No sooner was the order given than there was a tremendous roar of thunder. The ground was still shaking when the Fairy Truth appeared.
“Until now, Prince Darling,” the fairy said sternly, “I have been very gentle with you. You have been very wicked, but I have done no more than warn you that you were doing wrong and becoming the very sort of man your father, the good King, wanted you NOT to be. Now I must take stronger measures, for you have paid no attention to my warnings.
“Really you are more like the wild animals than a man and a prince. You roar with anger like a lion. You are greedy for fine food and clothes and a good time, as a wolf is greedy for its prey. You are untrue to your friends, like a treacherous snake. You even turn upon the kind tutor who was your father’s firmest friend, and who would like to help you, too, if you would let him. You are as disagreeable as an angry bull, that keeps everyone out of its neighborhood, because everyone knows it is not safe to go near.”
The Fairy’s voice now roared forth in terrible tones, which made Prince Darling shake from head to heel:
“Therefore, I condemn you to have a hideous body like your ugly character—part lion, part wolf, part snake, and part bull.”
The Prince put his hand to his head, because he felt as if he should weep at this awful sentence. He found his face covered with a lion’s shaggy beard; a bull’s horns had grown out of his skull. He looked at his feet: they were those of a wolf. His body was the long slimy body of a snake.
The palace had disappeared, and he stood beside a clear lake in a deep forest. He shuddered with horror when he saw his reflection in the lake. His horror turned to rage when he heard the Fairy Truth say:
“Your punishment has just begun. Your pride will be hurt still more when you fall into the hands of your own subjects. And that is what is going to happen to you.”
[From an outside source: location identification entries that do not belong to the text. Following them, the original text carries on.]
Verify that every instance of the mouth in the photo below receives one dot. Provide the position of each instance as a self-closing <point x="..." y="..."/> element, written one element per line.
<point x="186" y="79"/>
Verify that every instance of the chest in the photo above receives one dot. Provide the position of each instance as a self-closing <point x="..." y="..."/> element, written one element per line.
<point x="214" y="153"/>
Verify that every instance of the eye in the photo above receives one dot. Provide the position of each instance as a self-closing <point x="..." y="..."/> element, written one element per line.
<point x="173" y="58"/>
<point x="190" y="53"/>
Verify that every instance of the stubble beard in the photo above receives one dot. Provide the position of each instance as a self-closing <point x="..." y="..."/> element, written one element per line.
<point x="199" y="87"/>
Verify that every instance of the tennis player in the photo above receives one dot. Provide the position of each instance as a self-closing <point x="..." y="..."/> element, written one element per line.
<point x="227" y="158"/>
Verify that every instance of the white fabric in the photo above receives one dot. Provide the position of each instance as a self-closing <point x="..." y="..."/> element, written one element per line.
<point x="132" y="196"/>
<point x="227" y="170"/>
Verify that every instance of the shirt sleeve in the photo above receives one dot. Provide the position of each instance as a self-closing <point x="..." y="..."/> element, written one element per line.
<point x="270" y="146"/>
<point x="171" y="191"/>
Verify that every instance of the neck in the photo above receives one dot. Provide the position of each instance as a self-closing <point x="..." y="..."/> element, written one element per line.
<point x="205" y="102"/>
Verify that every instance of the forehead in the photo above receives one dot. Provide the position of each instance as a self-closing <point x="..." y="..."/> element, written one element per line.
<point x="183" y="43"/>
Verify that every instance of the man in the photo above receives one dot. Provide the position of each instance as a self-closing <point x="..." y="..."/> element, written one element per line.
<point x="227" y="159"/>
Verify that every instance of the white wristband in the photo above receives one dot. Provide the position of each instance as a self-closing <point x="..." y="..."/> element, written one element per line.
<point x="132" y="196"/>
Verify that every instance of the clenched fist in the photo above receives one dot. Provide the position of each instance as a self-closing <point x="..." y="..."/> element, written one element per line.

Just as the Fairy said the Prince fell into the hands of his subjects, and in a most humiliating way, for he was caught in a trap which had been set to catch bears. Thus he was captured alive and led into the chief city of the kingdom.
There was no mourning in the town because of the Prince’s death, by a thunderbolt, as they supposed. Instead, there was great rejoicing, for Suliman had been made King by the people, who were sick and tired of the way Prince Darling had misruled them.